Concetta è una napoletana di 50 anni. «Avevo già visto il grande lavoro della Caritas anche perché in carcere ho usufruito della Boutique Rosa, una bella realtà che aiuta tanto le detenute – dice – Ho avuto la possibilità di scegliere quello che mi serviva per la mia persona e spesso sceglievo di prendere penne e quaderni per scrivere. Scrivevo poesie ma che non ho fatto mai leggere a nessuno, perché sono fatta così, un po’ chiusa… Sono sempre stata accolta bene grazie a don Fernando e al parroco della mia comunità. Poi qui ho conosciuto don Giuseppe Cipolletta che ha inoltrato l’istanza al giudice per consentirmi di lavorare qui. Si tratta di un’esperienza positiva. Sto imparando tantissimo. Nell’ambulatorio svolgo l’attività di assistente alla poltrona».

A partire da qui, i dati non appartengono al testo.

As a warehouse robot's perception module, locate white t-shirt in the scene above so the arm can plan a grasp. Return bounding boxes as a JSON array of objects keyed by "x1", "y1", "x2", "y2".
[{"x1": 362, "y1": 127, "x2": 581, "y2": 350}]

Marika viene da un paese dell’est. «Era poco più che maggiorenne quando sono venuta in Italia – racconta – Ora di anni ne ha trenta e tanta voglia di ritornare alla vita e alla figlia che ha lasciato nel suo paese». Marika quando è entrata in galera non parlava l’italiano ma solo la sua lingua e l’inglese. In carcere ha imparato l’italiano e il napoletano. Ha preso la terza media e adesso traduce, quando c’è qualche utente dell’ambulatorio che non conosce l’italiano.